The Buffalo that could not Dream - Felix von der Osten

This article contains image descriptions in the captions to help those with visual impairments.

Credit: Felix von der Osten ID: A young boy dressed in tribal attire is holding an axe. Feathers are in his head dress and colourful prints and patterns adorn their light brown outfit.

Set on the Fort Belknap Indian Reservation, home to two Native American tribes, German photography Felix von der Osten produced a body of work exploring how Native American's live and how they have been treated over the years by the American government. Through the Appropriations Act of 1851, implemented by the US Government, Native Tribes, often long enemies have been flung into the same location to co exist, breaking centuries of tradition and history.

Wanting to challenge the aesthetic of how we perceive Native Americans and "Cowboys and Indians' as children, Felix's work breaks down the stereotypes to create a beautiful, troubling and powerful body of work. By breaking down our initial perceptions and giving a glimpse of daily life and reality, The Buffalo that could not Dream is a poignant body of work on how native people are treated and live in their homelands, now controlled by foreign settlers.

Credit: Felix von der Osten ID: Inside someone's house, a chest of draws with piles of clothes on top. Along the walls family photographs and trinkets of personal and cultural importance hang off the edge of the frames.
Credit: Felix von der Osten ID: A native american woman stands with her hair platted on both sides.

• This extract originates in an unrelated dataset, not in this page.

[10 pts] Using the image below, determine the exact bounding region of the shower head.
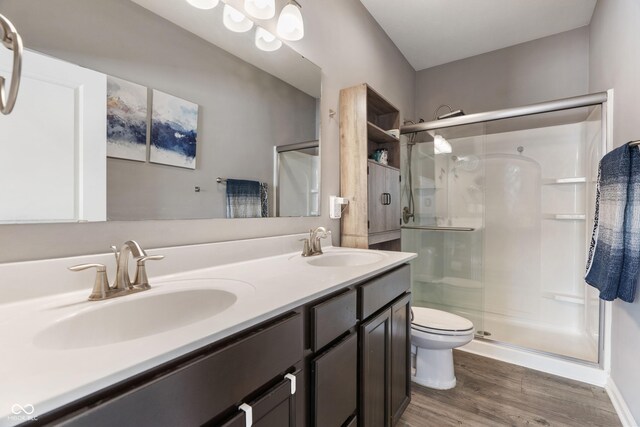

She is wearing a brown jacket with a warm fleece lining. Her hands are held together and behind her are rolling hills.
Credit: Felix von der Osten ID: A father is sitting in the drivers seat of a car with a baby wrapped in blankets sits on his lap. A skull gear stick and other cars can be seen outside the drivers window.
Credit: Felix von der Osten ID: Three children sit on a upturned sofa. On the left a boy is holding up a blue book with a white circle object rests on his side. The boys to his left stare down the camera at us.